Outside the class environment, the students must attribute great importance to create opportunities for long chats in Turkish with their Turkish friends, if any, who posses a certain level of speech culture, as practiced occasionally by their local instructors, and must dedicate utmost care to learn Turkish from Turks or at least, they should exchange letters with young people in Turkey. They can also spend their holidays in Turkey. The learners can acquire that very significant “kulak dolgunluğu” (ear familiarity) by listening and watching Turkish programs on radios and televisions, and most particularly, by spending time in Turkish environments.

 

Point 6

In the past, there were manuals for learning any foreign language in Europe, which were called “methode”. Today, there are also many audial – visual methods involving tapes and disks. Both old and new, all of them are doubtlessly used as satisfactory and complementary procedures and materials. However, even as a whole, these cannot provide a substitute for the efforts and endeavours of instructors and learners. Moreover, in order to develop proficiency in any foreign language at university level, in this case in Turkish, it is absolutely essential to read lots and lots of texts both old and new, varying from the small classified ads and articles in newspapers to the greatest works of  the Turkish literature...And top it with long conversations with pure Turks... In fact isn’t it -this last method- the best way to friendship, cooperation and brotherly relations between nations? Thank you for your kind attention.

 

 

REFERENCES  M. Ergin, J. Deny, A. N. Kononov, R. Underhill, G. L. Lewis, Ş. S. Aylarov, H. Jansky, H. Jählitschka, M. Hengirmen / TÖMER and its publications.

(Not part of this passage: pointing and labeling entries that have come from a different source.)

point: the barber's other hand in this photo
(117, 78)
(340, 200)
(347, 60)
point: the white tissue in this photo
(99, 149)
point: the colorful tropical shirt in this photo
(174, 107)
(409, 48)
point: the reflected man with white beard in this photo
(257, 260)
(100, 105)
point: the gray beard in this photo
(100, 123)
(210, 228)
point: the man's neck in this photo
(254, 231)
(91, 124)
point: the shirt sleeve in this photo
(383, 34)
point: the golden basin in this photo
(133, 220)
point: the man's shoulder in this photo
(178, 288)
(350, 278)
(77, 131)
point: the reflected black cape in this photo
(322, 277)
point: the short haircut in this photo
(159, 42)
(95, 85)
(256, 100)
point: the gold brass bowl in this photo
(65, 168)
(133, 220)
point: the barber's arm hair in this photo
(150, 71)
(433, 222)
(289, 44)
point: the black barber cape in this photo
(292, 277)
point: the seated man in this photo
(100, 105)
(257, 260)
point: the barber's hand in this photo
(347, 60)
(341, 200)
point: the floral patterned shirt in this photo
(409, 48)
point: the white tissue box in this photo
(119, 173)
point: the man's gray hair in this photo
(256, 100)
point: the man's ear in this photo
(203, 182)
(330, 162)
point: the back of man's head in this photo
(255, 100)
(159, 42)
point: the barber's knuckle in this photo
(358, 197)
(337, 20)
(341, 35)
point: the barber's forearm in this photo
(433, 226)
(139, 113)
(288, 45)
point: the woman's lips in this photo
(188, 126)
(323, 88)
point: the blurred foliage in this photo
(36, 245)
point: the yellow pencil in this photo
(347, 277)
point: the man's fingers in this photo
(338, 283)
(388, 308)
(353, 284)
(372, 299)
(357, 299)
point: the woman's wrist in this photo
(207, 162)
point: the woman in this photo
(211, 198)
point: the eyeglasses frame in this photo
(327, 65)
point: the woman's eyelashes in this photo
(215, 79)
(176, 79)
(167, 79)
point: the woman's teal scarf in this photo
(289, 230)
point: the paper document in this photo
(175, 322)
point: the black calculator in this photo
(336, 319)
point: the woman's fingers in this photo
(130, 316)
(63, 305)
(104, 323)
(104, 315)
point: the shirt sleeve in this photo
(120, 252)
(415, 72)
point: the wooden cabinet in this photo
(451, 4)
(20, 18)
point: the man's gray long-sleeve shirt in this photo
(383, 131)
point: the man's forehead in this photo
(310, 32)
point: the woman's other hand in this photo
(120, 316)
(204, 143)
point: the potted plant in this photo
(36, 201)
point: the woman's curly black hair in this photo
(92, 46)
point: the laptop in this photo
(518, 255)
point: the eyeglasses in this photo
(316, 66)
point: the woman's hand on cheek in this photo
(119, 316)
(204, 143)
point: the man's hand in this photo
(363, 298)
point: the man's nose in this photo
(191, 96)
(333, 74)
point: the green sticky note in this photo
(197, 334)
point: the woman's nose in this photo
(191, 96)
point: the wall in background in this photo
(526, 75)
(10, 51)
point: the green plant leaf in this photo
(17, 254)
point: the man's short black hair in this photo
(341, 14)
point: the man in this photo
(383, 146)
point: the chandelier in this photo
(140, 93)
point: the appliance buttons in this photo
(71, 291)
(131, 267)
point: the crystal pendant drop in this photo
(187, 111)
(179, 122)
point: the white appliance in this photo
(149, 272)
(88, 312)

Edited (6/24/2013) by tunci

Umut_Umut, si++ and elenagabriela liked this message
2.       si++
3785 posts
 23 Jul 2013 Tue 09:55 am

 

Quoting tunci

 

Methods of Learning and Teaching Turkish as a Foreign Language Assoc.

 

Prof.JAN CIOPIŃSKI

 

 

Point 3

 

... Furthermore, do not all grammatical rules of Turkish, including participles such as –dık-, - acak- , equipped with possessive suffixes, and all those magnificent structures that are specific to only the syntax of Turkish which are sometimes constructed from verbs to make a noun with the suffix –ma-, or which are sometimes enriched and extended in accordance with specific patterns as in “bülbül öten yer”, or “kapısı açık oda”, -together with the most sophisticated ones- always rely on these tiny affixes?

 

Interesting English sentence. Main verb very close to the end. A natural thing in a long Turkish sentence but rare one in English.